Each faith has a "Golden Rule" - to treat others as you want to be treated. The pain on the streets is documented. What has not been evident is the political will of community leaders who should step up and offer a "helping hand" - paying it forward or paying their fair share of taxes! Forgive me if I shout "cut the bull" and fork over the money to reach "capacity" - i.e. building enough affordable housing to end homelessness.
If we don't cut to the chase, the 2018 10 Year Plan will report that homelessness still exists in Oregon's richest county and the hub of Oregon's economy where the current unemployment rate only 7.5%. Like our guru said - it's about generating "political will." If good messaging and data doesn't sell then maybe Washington County residents who are commuting to OWS-PDX will set up some tents here! My oh my...
Perhaps we need to "swoosh in" by defaulting to a slightly eschatological version of our local and only Fortune 500 company's motto, damn it "just do it."

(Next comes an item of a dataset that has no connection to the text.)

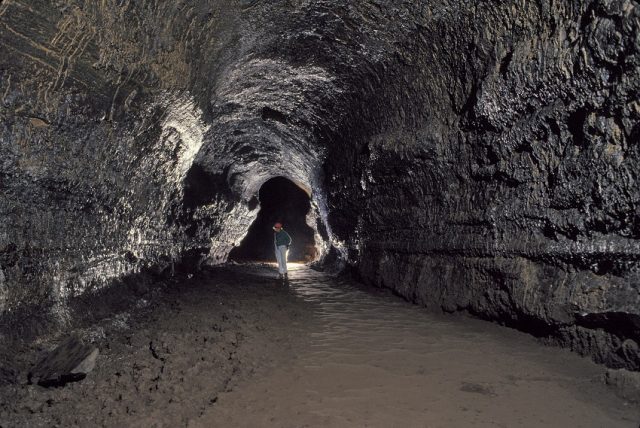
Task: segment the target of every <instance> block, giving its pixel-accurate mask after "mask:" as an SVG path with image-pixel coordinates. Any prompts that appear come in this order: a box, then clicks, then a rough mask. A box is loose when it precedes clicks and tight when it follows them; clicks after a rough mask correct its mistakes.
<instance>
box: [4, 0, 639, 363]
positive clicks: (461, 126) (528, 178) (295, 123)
mask: <svg viewBox="0 0 640 428" xmlns="http://www.w3.org/2000/svg"><path fill="white" fill-rule="evenodd" d="M639 34H640V3H639V2H638V1H637V0H579V1H569V0H561V1H557V0H556V1H552V0H534V1H525V0H509V1H503V2H474V1H470V0H444V1H443V0H440V1H415V0H412V1H409V0H402V1H385V0H366V1H350V2H344V1H336V0H315V1H311V0H288V1H284V2H271V1H267V0H255V1H231V2H223V1H219V0H200V1H196V2H168V1H166V2H162V1H161V2H151V1H140V2H133V1H116V0H111V1H105V2H100V3H91V2H89V3H87V2H82V1H74V0H67V1H57V2H43V1H38V0H5V1H3V2H2V3H0V46H2V47H1V48H0V50H1V51H0V52H1V54H2V55H0V94H2V104H1V106H0V119H1V125H0V135H1V137H0V149H1V150H2V153H3V157H2V159H0V185H1V188H2V192H1V193H0V217H1V218H2V219H3V221H2V222H1V223H0V314H4V315H8V314H11V313H13V312H15V311H16V310H17V309H18V308H22V307H27V306H29V307H32V308H40V309H42V310H44V308H52V309H51V310H52V311H53V312H54V313H55V314H57V315H60V316H62V317H64V316H65V309H64V308H65V302H66V301H67V300H68V299H69V298H71V297H72V296H75V295H78V294H81V293H86V292H90V291H92V290H96V289H98V288H101V287H104V286H107V285H110V284H113V283H114V281H116V282H117V280H118V279H119V278H120V279H121V278H123V277H126V276H127V275H135V274H137V273H140V272H145V271H152V272H162V271H163V269H164V270H165V272H166V270H167V269H170V266H171V265H172V264H175V263H179V262H181V261H186V260H193V261H194V263H195V264H196V265H197V264H198V263H202V262H211V263H218V262H223V261H224V260H225V259H226V257H227V255H228V253H229V251H230V250H231V249H232V248H233V246H234V245H237V244H238V243H239V241H240V240H241V238H242V237H243V236H244V234H245V233H246V231H247V229H248V227H249V225H250V224H251V223H252V221H253V220H254V219H255V217H256V215H257V211H258V207H256V206H254V204H252V203H250V201H251V200H252V199H253V198H254V196H255V195H256V194H257V192H258V190H259V189H260V186H261V185H262V183H264V182H266V181H267V180H268V179H270V178H272V177H275V176H284V177H286V178H289V179H291V180H292V181H294V182H296V183H300V184H301V185H303V186H304V187H305V188H309V189H311V190H312V198H313V204H314V206H315V207H317V213H316V214H315V217H317V218H319V219H320V222H321V223H322V224H321V225H320V226H321V227H320V228H321V229H323V234H324V235H325V236H326V237H327V244H331V245H333V247H334V250H333V251H334V252H335V253H338V254H340V255H341V256H342V257H343V258H344V259H345V260H346V261H347V262H348V263H350V264H351V265H353V266H354V267H355V268H356V269H357V270H358V271H359V274H360V275H361V277H362V278H363V279H364V280H365V281H367V282H369V283H371V284H375V285H377V286H383V287H388V288H392V289H394V290H395V291H397V292H398V293H399V294H401V295H403V296H405V297H406V298H407V299H410V300H412V301H415V302H416V303H420V304H423V305H425V306H428V307H432V308H442V309H444V310H446V311H467V312H470V313H472V314H474V315H477V316H480V317H483V318H486V319H491V320H495V321H499V322H502V323H505V324H508V325H511V326H514V327H517V328H521V329H524V330H527V331H529V332H531V333H534V334H536V335H539V336H542V337H546V338H548V339H549V340H551V341H553V342H555V343H559V344H562V345H565V346H569V347H571V348H572V349H574V350H576V351H578V352H581V353H584V354H588V355H591V356H592V357H593V358H594V359H596V360H597V361H599V362H603V363H605V364H607V365H609V366H611V367H616V368H617V367H626V368H628V369H633V370H640V351H639V349H638V344H639V342H640V288H639V287H640V285H639V284H640V281H639V279H640V264H639V261H640V188H639V187H638V169H637V165H638V161H639V160H640V159H639V140H640V101H639V99H640V98H639V96H638V94H639V88H640V67H639V66H640V64H639V62H640V57H639V56H640V39H639V37H640V36H639ZM325 230H326V233H324V231H325Z"/></svg>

Ending chronic homelessness must not obscure the fact that solving this is not the end game. If we are able to house the 1400 homeless in Washington County by 2018, we still have 5000 people from the ranks of the "working poor" earning 50% or less of median family income who are on the Housing Authority's "waiting list." These are this generations "invisible poor" Michael Harrington chronicled in the 1960s in the JFK era!
Once you turn over one rock, you find another one that you weren't seeing in a county where 40,000 residents are one job loss away or major medical crisis away from being in the streets!